Funda Atamaz scite author profile

The aim of this study was to compare the effects of physical therapy agents (PTA) and two different intra-articular hyaluronan drugs (sodium hyaluronate (NaHA) and hylan G-F 20) on knee osteoarthritis (OA). The randomised, single-blind study, with 12 months of follow-up, was performed on 80 patients diagnosed as knee OA. The patients were randomly divided into two treatment groups: patients in group 1 were given weekly intra-articular hyaluronan treatment which consisted of either hylan G-F 20 or NaHA during the first 3 weeks and in the sixth month; PTA was applied to each patient in group 2 five times a week for 3 weeks with a series of infrared, short-wave diathermy-pulsed patterns and interferential therapy.
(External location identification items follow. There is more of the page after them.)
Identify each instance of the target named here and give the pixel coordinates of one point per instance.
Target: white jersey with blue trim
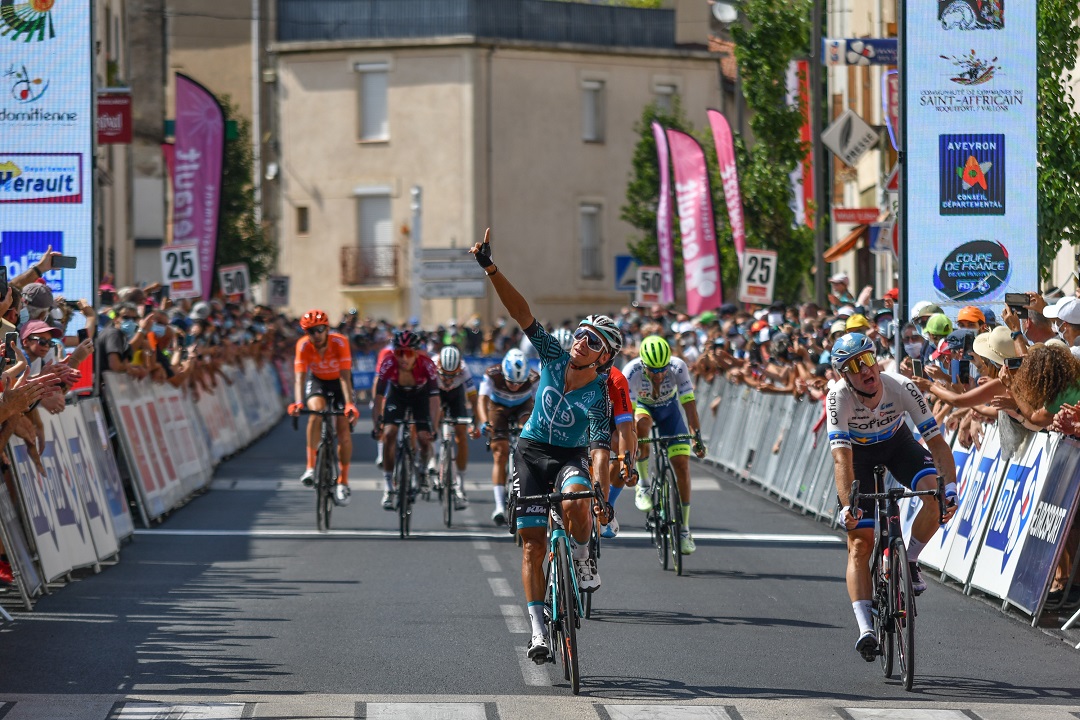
(850, 422)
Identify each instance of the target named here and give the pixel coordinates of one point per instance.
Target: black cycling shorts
(399, 399)
(540, 467)
(902, 454)
(328, 389)
(454, 402)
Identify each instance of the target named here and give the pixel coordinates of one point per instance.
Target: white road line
(500, 587)
(665, 712)
(428, 710)
(516, 622)
(536, 676)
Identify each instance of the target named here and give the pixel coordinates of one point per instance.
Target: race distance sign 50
(969, 114)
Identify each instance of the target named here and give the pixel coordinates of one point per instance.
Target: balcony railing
(498, 19)
(369, 265)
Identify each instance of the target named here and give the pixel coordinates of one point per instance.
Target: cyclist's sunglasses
(593, 340)
(859, 362)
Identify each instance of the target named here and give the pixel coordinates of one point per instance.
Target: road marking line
(430, 710)
(664, 712)
(500, 587)
(536, 676)
(481, 538)
(516, 622)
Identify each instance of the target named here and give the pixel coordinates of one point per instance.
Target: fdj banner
(199, 153)
(694, 201)
(46, 127)
(969, 114)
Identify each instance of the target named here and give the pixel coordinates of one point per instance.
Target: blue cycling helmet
(515, 368)
(848, 347)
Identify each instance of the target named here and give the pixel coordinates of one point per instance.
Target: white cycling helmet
(515, 368)
(449, 360)
(564, 337)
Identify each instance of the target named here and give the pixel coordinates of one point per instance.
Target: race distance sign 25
(179, 268)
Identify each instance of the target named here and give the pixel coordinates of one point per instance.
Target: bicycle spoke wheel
(900, 578)
(569, 635)
(882, 613)
(674, 520)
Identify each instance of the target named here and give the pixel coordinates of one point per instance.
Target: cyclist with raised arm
(569, 422)
(865, 411)
(405, 379)
(323, 369)
(457, 391)
(660, 384)
(505, 394)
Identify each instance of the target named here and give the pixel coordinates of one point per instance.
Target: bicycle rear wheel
(903, 599)
(568, 632)
(446, 483)
(883, 627)
(323, 490)
(674, 520)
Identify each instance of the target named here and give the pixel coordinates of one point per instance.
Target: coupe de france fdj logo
(972, 174)
(38, 177)
(19, 249)
(24, 21)
(977, 269)
(972, 14)
(1013, 510)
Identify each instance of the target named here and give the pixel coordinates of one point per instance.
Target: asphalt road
(235, 607)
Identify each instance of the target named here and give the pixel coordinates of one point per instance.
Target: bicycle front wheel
(568, 633)
(903, 599)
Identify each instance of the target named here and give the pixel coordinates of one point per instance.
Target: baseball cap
(1066, 309)
(939, 325)
(971, 314)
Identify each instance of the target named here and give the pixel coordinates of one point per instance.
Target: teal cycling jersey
(567, 420)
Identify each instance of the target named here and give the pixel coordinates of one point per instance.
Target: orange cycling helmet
(313, 318)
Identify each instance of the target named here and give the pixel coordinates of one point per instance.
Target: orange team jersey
(622, 408)
(327, 365)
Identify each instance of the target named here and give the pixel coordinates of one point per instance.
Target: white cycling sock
(863, 614)
(536, 616)
(915, 549)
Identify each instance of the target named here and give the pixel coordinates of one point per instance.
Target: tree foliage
(1058, 130)
(240, 239)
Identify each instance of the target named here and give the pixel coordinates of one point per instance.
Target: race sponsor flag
(693, 199)
(664, 219)
(199, 153)
(729, 176)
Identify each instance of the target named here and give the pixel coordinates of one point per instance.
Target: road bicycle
(563, 609)
(325, 465)
(893, 602)
(664, 521)
(447, 453)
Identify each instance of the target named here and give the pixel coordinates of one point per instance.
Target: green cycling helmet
(655, 352)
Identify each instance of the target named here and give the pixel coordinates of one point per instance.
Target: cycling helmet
(607, 329)
(449, 360)
(848, 347)
(405, 339)
(514, 366)
(313, 318)
(565, 338)
(655, 351)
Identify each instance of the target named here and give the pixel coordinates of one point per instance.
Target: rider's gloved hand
(849, 519)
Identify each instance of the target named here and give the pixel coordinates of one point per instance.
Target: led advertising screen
(971, 215)
(46, 120)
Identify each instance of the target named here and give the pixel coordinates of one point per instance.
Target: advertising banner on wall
(969, 82)
(46, 127)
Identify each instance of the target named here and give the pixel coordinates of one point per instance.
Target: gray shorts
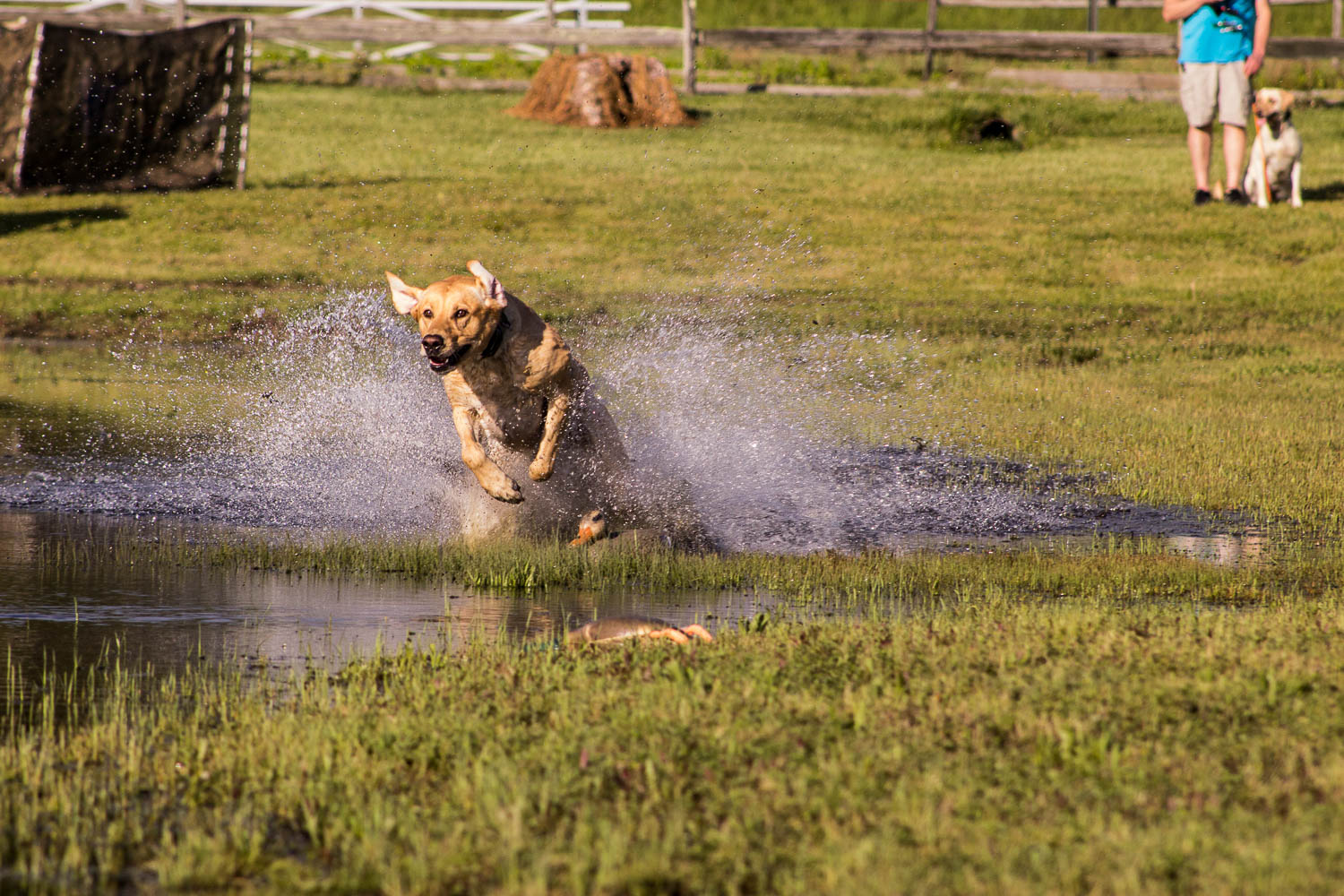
(1209, 86)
Clinical assessments for each patient were made at 1, 3, 6, 9 and 12 months using the following measures: spontaneous pain, pain at rest, pain at night, pain on touch, pain on movement, 15 m walking time, range of motion, short form 36 (SF-36), Western Ontario and McMaster University Osteoarthritis Index (WOMAC) global assessment. There was significant improvement in all variables measured in both groups during the follow-up except the WOMAC-stiffness and range of the motion. The improvement of pain (at night, at rest, SF-36) and SF-36 social functioning subscales was greater in the PTA group. Consequently, in the subgroup analyses, there was no difference between PTA and hylan groups for this improvement. In the comparison of two drugs, the reduction of pain on touch and WOMAC-function was greater in hylan group than that of NaHA. No serious local or systemic effects were observed following injections. Although all patients had improvement, PTA was superior to hyaluronan group for no activity-related pain and functional performance. On the other hand, this study supports the preferential use of hylan over NaHA in patients with knee OA.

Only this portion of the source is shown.